Another fine mess you've got us in

 You return to favored places, hopeful of recapturing events and conditions you found comforting, pleasurable, possibly inspiring in the past.  In similar mindset, you return to books you've already read, music you've heard before beyond your ability to remember the number of times.  You also approach these already-read or heard ventures with the distinct hope of discovering something you hadn't noticed before.  In all such returns, you are emphatic in being up for revelations that transport you to places you had yet to visit.

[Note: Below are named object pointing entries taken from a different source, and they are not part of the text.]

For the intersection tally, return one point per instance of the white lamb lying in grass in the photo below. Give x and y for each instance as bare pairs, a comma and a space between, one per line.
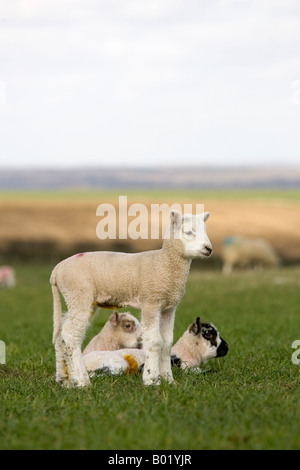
199, 343
122, 330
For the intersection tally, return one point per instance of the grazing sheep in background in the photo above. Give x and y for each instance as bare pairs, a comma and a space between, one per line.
199, 343
241, 252
122, 330
7, 277
152, 281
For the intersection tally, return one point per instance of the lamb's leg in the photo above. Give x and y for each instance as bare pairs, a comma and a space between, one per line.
152, 343
73, 331
166, 330
62, 369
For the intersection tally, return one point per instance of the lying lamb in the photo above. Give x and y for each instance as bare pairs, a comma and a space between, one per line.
199, 343
152, 281
122, 330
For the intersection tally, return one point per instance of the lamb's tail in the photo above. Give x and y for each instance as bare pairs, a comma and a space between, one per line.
57, 310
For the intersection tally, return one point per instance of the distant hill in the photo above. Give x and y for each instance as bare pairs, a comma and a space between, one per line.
154, 177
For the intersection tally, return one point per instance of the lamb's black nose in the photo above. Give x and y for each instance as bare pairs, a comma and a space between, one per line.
223, 348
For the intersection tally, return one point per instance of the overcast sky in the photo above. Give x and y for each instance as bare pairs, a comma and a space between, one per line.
127, 82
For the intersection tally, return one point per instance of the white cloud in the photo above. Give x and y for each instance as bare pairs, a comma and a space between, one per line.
113, 81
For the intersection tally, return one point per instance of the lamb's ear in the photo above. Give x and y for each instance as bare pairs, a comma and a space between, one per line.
195, 327
175, 219
114, 318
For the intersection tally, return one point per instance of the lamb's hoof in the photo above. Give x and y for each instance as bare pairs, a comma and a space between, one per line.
151, 381
169, 379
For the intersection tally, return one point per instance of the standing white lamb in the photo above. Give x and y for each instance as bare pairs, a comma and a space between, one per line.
153, 281
246, 252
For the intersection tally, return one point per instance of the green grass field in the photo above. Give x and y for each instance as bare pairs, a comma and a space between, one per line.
250, 402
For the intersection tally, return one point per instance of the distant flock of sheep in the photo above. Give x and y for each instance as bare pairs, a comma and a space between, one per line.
152, 281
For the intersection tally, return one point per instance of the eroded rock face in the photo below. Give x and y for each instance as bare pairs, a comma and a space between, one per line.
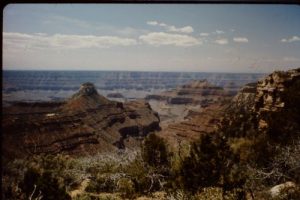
277, 102
271, 106
196, 92
84, 124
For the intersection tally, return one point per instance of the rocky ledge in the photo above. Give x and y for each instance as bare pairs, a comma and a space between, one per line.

You think Heraclitus had it right when he spoke about not being able to bathe in the same river twice;  the river is different and you bring different experiences as well as any number of new cells to the experience.  Even so, you return to older haunts, even while trying out the new.  After all, if you were to discover a restaurant you enjoyed as much as you enjoy the Via Maestra 42, here in Santa Barbara, wouldn't you want to return for another experience?  If you discovered a writer you admired as much as Joan Didion or Louise Erdrich, wouldn't you wish to fall upon that writer's next work?

In this frame of mind, after a long, collegial discussion about your manuscript with your editor--she who went to bat for it, wanted to acquire it, saw in it an entire dimension you'd not considered when you wrote it--you return to this place where endorphins once sprang forth.  You see a place that seemed magical to you, but now your senses are tuned for something else; your eye falls on an unnecessary word, a too generous hand with a modifier where none was needed.

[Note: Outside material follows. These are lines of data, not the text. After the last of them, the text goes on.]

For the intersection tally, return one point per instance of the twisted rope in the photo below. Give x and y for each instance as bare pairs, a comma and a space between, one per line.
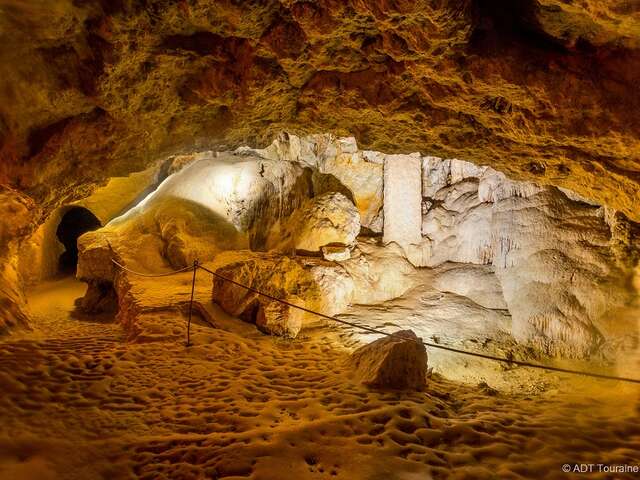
428, 344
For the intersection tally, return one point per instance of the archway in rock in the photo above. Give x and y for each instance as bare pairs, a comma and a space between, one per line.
75, 222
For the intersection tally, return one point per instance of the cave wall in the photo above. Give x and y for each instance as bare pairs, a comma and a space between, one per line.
564, 267
38, 255
543, 90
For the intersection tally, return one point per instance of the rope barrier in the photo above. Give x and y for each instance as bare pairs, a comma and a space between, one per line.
157, 275
375, 331
428, 344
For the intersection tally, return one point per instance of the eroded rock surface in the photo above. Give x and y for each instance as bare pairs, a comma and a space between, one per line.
544, 90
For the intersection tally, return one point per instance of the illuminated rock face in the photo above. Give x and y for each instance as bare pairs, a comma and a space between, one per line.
16, 223
563, 265
330, 218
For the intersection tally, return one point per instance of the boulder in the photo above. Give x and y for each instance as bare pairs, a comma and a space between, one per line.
279, 319
398, 361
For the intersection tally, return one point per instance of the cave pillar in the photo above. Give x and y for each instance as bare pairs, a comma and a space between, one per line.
403, 200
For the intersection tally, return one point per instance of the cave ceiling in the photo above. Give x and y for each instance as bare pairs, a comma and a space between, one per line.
545, 90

You returned, looking for the sense of discovery so prevalent during your writing of it, but it is no longer the same place, it is a work place and you are the shop foreman, charged with quality control.  You did not think to return to work, but you should know by now that this what there is.  Soon, July or August, your editor said, there will be books and others will have the opportunity to see if they can find the connections you found, the pleasures and comforts you found, the expansive sense of the writing self as it chews into the concepts before it as though they were discreet meals, made with the hand of a crafter rather than an hourly worker.

Your editor spoke of making the tent large enough to include those who love to read story as well as those who love to write it.  "All this,"  she said, "can go in.  Should go in."  There was a pause, which meant the proverbial other shoe was to be dropped.  "I'm thinking,"  she said, "that the manuscript is already long enough.  But of course, that shouldn't be any problem for you."  Which is her way, the editor's way of saying, "That shouldn't be any problem for you, because, after all, that's what writers do, isn't it?"  How many times have you asked that same rhetorical question from your editor's desk?

Your own question for yourself, opening the file that contains what you intended as the finished product:  Did you come here as a tourist or a worker?